I am an RN with a master’s of science in adult health & wellness and 2 years post grad work in functional medicine. Functional medicine looks for the root causes of client’s ill health symptoms and diagnostic labels.

Lifestyle education, around the root causes of their ill health and how to change/remove these factors from their lifestyle, supports the client’s work to heal their own health.

I see private clients to support their return to health. A significant percentage of my clients have autoimmune and/or thyroid – glandular issues. Education around removing toxins from their lifestyle is important in their self-healing process.

I teach them to remove fluoride, chlorine, and bromides to enhance their glandular systems functioning. These substances are all halogens on the periodic table of chemical elements. Our body cells have iodine receptor sites that uptake iodine into the cells for metabolic purposes.

Fluoride is chemically quite similar to iodine – they are both halogens in the period table of elements – fluoride can wreak havoc on the thyroid both through direct competition (with iodine) for uptake into thyroid hormone and also by calcifying thyroid tissue itself.

We are still early in the clinical exploration period of the long-term effects of fluoride on health. Given early evidence and because exposure is unavoidable in so many products and community settings, my recommendation to my clients is to avoid fluoride wherever possible. I educate clients to filter village/municipal water to avoid drinking, cooking with, and bathing in chlorine and fluoride and to do their best to avoid it in public places (restaurants, etc.).

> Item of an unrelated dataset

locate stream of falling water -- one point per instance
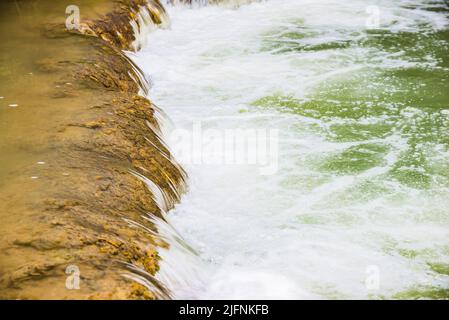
(359, 205)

Another important ethical concern in this fluoride debate is medicating the public via the water supply and calling this preventative medicine. Diabetes and cardiovascular disease are huge health problems in our culture. How many people would be advocates of medicating the public, via the water supply, for prevention of diabetes and cardiovascular disease?

The decision to remove, or no longer continue, fluoridation of public water supplies is a critical ethical issue.